Daß dies noch nicht zum Überwuchern und zur Katastrophe geführt hat, liegt daran, daß die mitleidslosen Mächte des Anorganischen, die Gesetze der Wahrschein­lichkeit, die Vermehrung der Lebewesen in Grenzen halten; zweitens aber daran, daß sich innerhalb der verschiedenen Arten der Lebewesen Regelkreise ausgebildet haben. Wie diese wirken, wird im nächsten Kapitel, das von der Zerstörung des irdischen Lebensraumes handelt, kurz erörtert werden.

Die maßlose Vermehrung der Menschen als erstes zu besprechen, empfiehlt sich schon deshalb, weil so manche der später zu behandelnden Erscheinungen ihre Folge sind.

Alle Gaben, die dem Menschen aus seinen tiefen Einsichten in die umgebende Natur erwachsen, die Fortschritte seiner Technologie, seiner chemischen und medizinischen Wissenschaften, alles, was dazu angetan scheint, menschliche Leiden zu mindern, wirkt sich in entsetzlicher und paradoxer Weise zum Verderben der Menschheit aus. Sie droht genau das zu tun, was sonst lebenden Systemen fast nie geschieht, nämlich in sich selbst zu ersticken. Das Entsetzlichste aber ist, daß bei diesem apokalyptischen Vorgange die höchsten und edelsten Eigenschaften und Fähigkeiten des Menschen, gerade jene, die wir mit Recht als spezifisch menschlich empfinden und werten, allem Anscheine nach die ersten sind, die untergehen.

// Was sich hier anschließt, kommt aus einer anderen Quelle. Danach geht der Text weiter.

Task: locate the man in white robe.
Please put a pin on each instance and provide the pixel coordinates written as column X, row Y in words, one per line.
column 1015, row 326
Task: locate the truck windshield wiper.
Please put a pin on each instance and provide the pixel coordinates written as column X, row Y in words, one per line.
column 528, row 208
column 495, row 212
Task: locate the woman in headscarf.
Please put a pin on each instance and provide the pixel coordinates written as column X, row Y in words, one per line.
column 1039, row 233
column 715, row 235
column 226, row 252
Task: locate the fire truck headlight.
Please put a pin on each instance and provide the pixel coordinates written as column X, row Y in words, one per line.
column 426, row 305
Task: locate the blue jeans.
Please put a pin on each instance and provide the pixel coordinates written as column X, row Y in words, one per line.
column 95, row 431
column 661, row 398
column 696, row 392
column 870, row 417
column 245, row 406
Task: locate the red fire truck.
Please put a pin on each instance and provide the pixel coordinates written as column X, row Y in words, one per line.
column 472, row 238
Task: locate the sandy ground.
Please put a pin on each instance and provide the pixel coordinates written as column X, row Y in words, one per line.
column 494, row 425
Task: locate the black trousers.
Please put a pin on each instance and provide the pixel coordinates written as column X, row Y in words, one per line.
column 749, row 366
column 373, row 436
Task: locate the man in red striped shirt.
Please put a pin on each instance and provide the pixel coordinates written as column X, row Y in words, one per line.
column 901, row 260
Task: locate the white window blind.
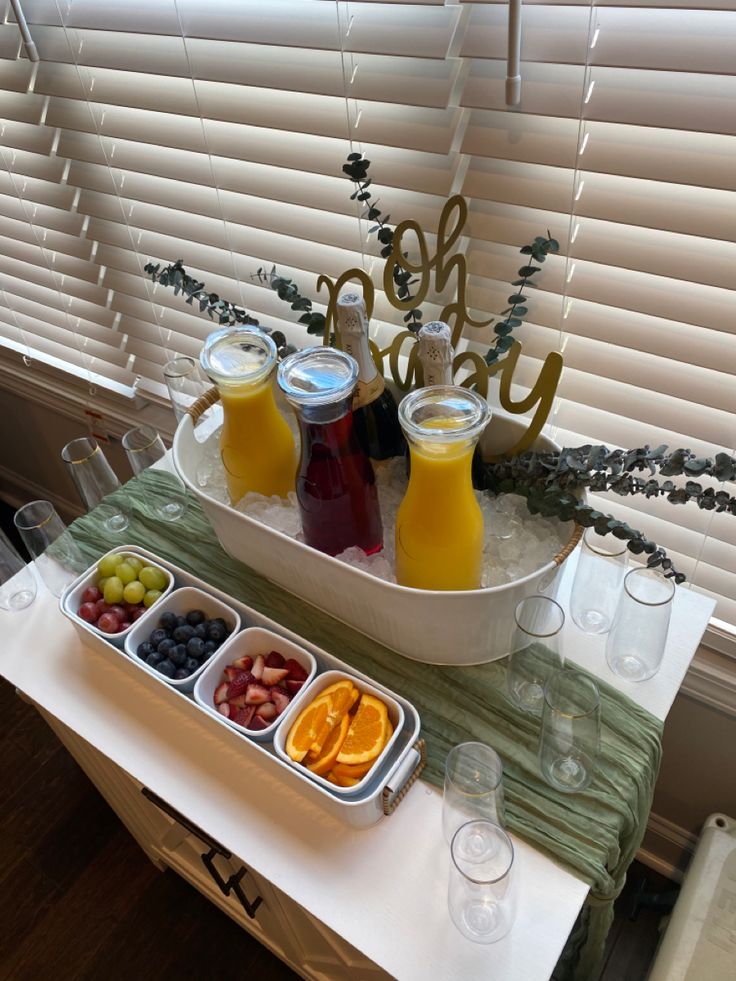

Wir alle, die wir in dichtbesiedelten Kulturländern oder gar in Großstädten leben, wissen gar nicht mehr, wie sehr es uns an allgemeiner, herzlicher und warmer Menschenliebe gebricht. Man muß einmal in einem wirklich dünnbesiedelten Land, wo mehrere Kilometer schlechter Straßen die Nachbarn voneinander trennen, als ungebetener Gast in ein Haus gekommen sein, um zu ermessen, wie gastfreundlich und menschenliebend der Mensch dann ist, wenn seine Fähigkeit zu sozialem Kontakt nicht dauernd überfordert wird.

Ein unvergeßliches Erlebnis brachte mir das einst zum Bewußtsein.

Ich hatte ein amerikanisches Ehepaar aus Wisconsin zu Gaste, berufsmäßige Naturschützer, deren Haus in völliger Einsamkeit im Walde liegt. Als wir uns eben zum Abendessen niedersetzen wollten, läutete die Türglocke, und ich rief ärgerlich aus: »Wer ist denn das jetzt schon wieder!« Ich hätte meine Gäste nicht mehr schockieren können, wenn ich mir die größte Unflätigkeit zuschulden hätte kommen lassen. Daß man auf das unerwartete Läuten der Türglocke anders als mit Freude antworten kann, war für sie ein Skandalon.

Sicherlich trägt das Zusammengepferchtsein von Menschenmassen in den modernen Großstädten einen großen Teil der Schuld daran, wenn wir in der Phantasmagorie der ewig wechselnden, einander überlagernden und verwischenden Menschenbilder das Antlitz des Nächsten nicht mehr zu erblicken vermögen. Unsere Nächstenliebe wird durch die Massen der Nächsten, der Allzunahen, so verdünnt, daß sie schließlich nicht einmal mehr in Spuren nachweisbar ist.  

Wer überhaupt noch herzliche und warme Gefühle für Mitmenschen aufbringen will, muß sie auf eine geringe Zahl von Freunden konzentrieren, denn wir sind nicht so beschaffen, daß wir alle Menschen lieben können, so richtig und ethisch die Forderung ist, dies zu tun. Wir müssen also eine Auswahl treffen, das heißt, wir müssen uns so manche andere Menschen, die unserer Freundschaft gewiß ebenso würdig wären, gefühlsmäßig »vom Leibe halten«.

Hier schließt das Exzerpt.